After yesterday’s post — er, rant — I decided to finish a draft I started back in July. It seemed appropriate because I want to be considered a professional writer, and not an amateur. In the introduction of his post Jeff hammers on the point that professionals need to care more about the process instead of the results.

As a writer, there are days I’m more obsessed with the results than the process. It’s an easy trap to fall into given the apparent success of other writers that slams me in the face every time I go to Facebook or Twitter. As a web developer, process and how it affects results is ingrained in my very being. One misplaced semicolon or a flaw in my logic and the website won’t behave the way I want it to. To become the professional I want to be, I need to balance the two.

Being a little less disciplined in process is not a completely bad thing because it allows me to flow with my ideas, instead of tripping over every word, looking for that perfect one. When it comes to how much I produce, though, I need to be a little more logical and diligent. Although I know I should write every day, there are some days I don’t. My writing is tied to my  emotions, maybe too much so. Emotional connection is important because it is how readers identify with characters and embrace them. However, other than providing inspiration, emotions shouldn’t affect when or how often a writer writes.

In his example for Amateurs practice as much as they have to. Pros never stop, Jeff asks two very poignant questions: “What if he [John Grisham] had decided it was too painful to get up to write at 5:00 am every day?” Or even better, “What if he’d given into the overwhelming feeling of writing a novel on top of 70-hour work weeks?” I have a simple answer to both based on my own experience. It would have taken him longer than he expected to publish his first book and he might have considered quitting several times.

Stopping myself from doing another blog was probably a very good idea and is covered by the points of Amateurs leap for their dreams. Pros build a bridge and Amateurs build a skill. Pros build a portfolio. LHE is my portfolio site, it’s doesn’t need to be another writing one. Sure, it highlights my writing, but that’s part of my portfolio and who I am. I already have three sites dedicated to writing, two for me and one for my fellow indies. What I need to do is build a bridge between all of them, besides the links they already share, so they form the launching pad of my writing career.

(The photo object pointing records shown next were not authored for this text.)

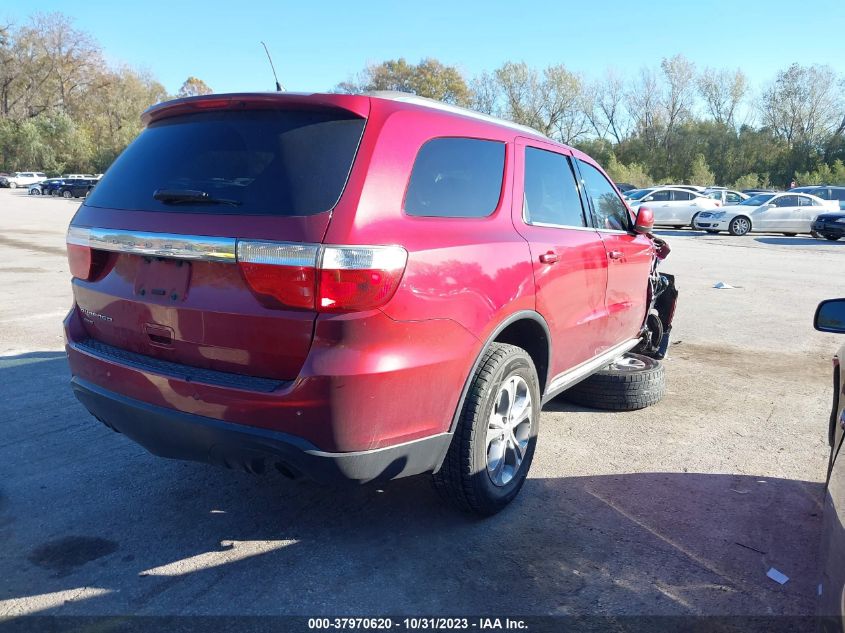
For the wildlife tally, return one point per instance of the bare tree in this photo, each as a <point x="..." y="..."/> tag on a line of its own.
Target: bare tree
<point x="722" y="91"/>
<point x="604" y="106"/>
<point x="802" y="105"/>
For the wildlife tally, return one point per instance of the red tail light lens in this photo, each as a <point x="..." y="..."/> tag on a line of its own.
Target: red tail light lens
<point x="280" y="272"/>
<point x="323" y="278"/>
<point x="85" y="263"/>
<point x="355" y="278"/>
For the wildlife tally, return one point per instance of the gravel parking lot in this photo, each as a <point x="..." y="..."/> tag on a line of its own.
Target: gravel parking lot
<point x="678" y="509"/>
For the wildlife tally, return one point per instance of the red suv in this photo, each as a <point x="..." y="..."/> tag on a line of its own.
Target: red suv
<point x="356" y="288"/>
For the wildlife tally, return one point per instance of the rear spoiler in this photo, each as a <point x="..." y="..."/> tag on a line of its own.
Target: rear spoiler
<point x="357" y="104"/>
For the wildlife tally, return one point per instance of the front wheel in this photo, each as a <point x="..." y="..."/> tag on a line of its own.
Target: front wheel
<point x="739" y="226"/>
<point x="493" y="444"/>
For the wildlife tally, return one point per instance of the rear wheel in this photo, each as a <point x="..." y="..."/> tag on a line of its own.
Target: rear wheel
<point x="739" y="226"/>
<point x="632" y="381"/>
<point x="494" y="441"/>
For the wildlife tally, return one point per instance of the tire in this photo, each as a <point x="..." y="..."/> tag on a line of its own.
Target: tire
<point x="471" y="477"/>
<point x="631" y="382"/>
<point x="740" y="225"/>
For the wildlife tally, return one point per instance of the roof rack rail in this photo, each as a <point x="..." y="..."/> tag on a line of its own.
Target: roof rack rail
<point x="407" y="97"/>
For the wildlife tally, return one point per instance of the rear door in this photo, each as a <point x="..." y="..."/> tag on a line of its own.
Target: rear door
<point x="177" y="204"/>
<point x="629" y="256"/>
<point x="568" y="255"/>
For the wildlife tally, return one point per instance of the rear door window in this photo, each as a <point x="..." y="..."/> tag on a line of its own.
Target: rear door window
<point x="551" y="193"/>
<point x="456" y="178"/>
<point x="248" y="162"/>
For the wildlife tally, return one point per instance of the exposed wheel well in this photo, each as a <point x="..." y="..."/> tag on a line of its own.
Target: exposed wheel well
<point x="530" y="336"/>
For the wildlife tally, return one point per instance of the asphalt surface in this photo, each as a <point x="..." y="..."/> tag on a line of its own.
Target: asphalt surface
<point x="678" y="509"/>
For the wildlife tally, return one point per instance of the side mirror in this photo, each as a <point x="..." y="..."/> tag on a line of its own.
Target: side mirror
<point x="645" y="220"/>
<point x="830" y="316"/>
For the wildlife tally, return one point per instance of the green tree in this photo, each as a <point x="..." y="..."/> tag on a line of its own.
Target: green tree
<point x="193" y="87"/>
<point x="430" y="78"/>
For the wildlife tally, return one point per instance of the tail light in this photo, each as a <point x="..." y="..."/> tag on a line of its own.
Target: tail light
<point x="323" y="278"/>
<point x="85" y="263"/>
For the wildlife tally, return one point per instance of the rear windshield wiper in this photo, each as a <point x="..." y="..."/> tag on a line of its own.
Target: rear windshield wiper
<point x="190" y="196"/>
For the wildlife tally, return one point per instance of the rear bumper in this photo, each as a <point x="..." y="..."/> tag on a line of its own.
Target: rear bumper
<point x="179" y="435"/>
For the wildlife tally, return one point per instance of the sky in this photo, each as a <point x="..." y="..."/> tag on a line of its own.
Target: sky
<point x="316" y="45"/>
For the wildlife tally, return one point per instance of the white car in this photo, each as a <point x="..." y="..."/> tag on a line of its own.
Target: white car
<point x="672" y="206"/>
<point x="24" y="178"/>
<point x="725" y="196"/>
<point x="787" y="213"/>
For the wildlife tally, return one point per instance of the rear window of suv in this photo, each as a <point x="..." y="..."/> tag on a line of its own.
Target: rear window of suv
<point x="250" y="162"/>
<point x="456" y="178"/>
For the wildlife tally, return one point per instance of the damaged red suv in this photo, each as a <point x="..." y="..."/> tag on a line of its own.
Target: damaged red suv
<point x="357" y="288"/>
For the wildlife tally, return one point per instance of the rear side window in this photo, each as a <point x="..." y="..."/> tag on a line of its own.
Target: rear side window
<point x="456" y="178"/>
<point x="608" y="209"/>
<point x="250" y="162"/>
<point x="551" y="195"/>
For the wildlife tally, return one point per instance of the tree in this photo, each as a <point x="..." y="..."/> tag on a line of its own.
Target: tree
<point x="802" y="106"/>
<point x="194" y="87"/>
<point x="722" y="91"/>
<point x="430" y="78"/>
<point x="701" y="174"/>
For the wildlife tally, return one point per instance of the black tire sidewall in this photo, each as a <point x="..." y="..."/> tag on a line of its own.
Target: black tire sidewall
<point x="492" y="496"/>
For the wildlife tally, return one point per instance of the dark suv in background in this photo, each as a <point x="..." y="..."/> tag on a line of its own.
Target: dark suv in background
<point x="358" y="288"/>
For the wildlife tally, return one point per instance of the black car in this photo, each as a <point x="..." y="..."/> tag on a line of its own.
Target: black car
<point x="825" y="192"/>
<point x="830" y="317"/>
<point x="830" y="226"/>
<point x="76" y="188"/>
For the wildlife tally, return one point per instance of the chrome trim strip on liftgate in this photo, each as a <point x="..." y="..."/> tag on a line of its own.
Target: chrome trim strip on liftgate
<point x="195" y="247"/>
<point x="585" y="369"/>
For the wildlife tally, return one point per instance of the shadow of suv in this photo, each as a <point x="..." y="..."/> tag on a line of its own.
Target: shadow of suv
<point x="357" y="288"/>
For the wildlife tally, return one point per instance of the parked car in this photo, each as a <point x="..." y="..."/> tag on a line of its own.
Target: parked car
<point x="78" y="188"/>
<point x="725" y="196"/>
<point x="830" y="317"/>
<point x="830" y="226"/>
<point x="825" y="192"/>
<point x="786" y="213"/>
<point x="363" y="302"/>
<point x="754" y="192"/>
<point x="22" y="179"/>
<point x="672" y="206"/>
<point x="44" y="187"/>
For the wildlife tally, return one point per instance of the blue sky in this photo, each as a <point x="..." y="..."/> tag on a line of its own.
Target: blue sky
<point x="318" y="44"/>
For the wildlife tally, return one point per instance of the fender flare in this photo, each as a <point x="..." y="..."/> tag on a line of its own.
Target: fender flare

My most favorite point in the article is the last one, Amateurs want to be noticed. Pros want to be remembered. When I first started writing, I didn’t care about the money. I still don’t, except for the practical relief it will bring. Writing for me has always been about making small subtle impacts on other people. Words require thought to create, they also create thought in their reading, so every time some reads what I write, I change their lives, even though they or me may never know it.

So am I an amateur or professional? I prefer the term semi-professional for now because I still have many things to learn.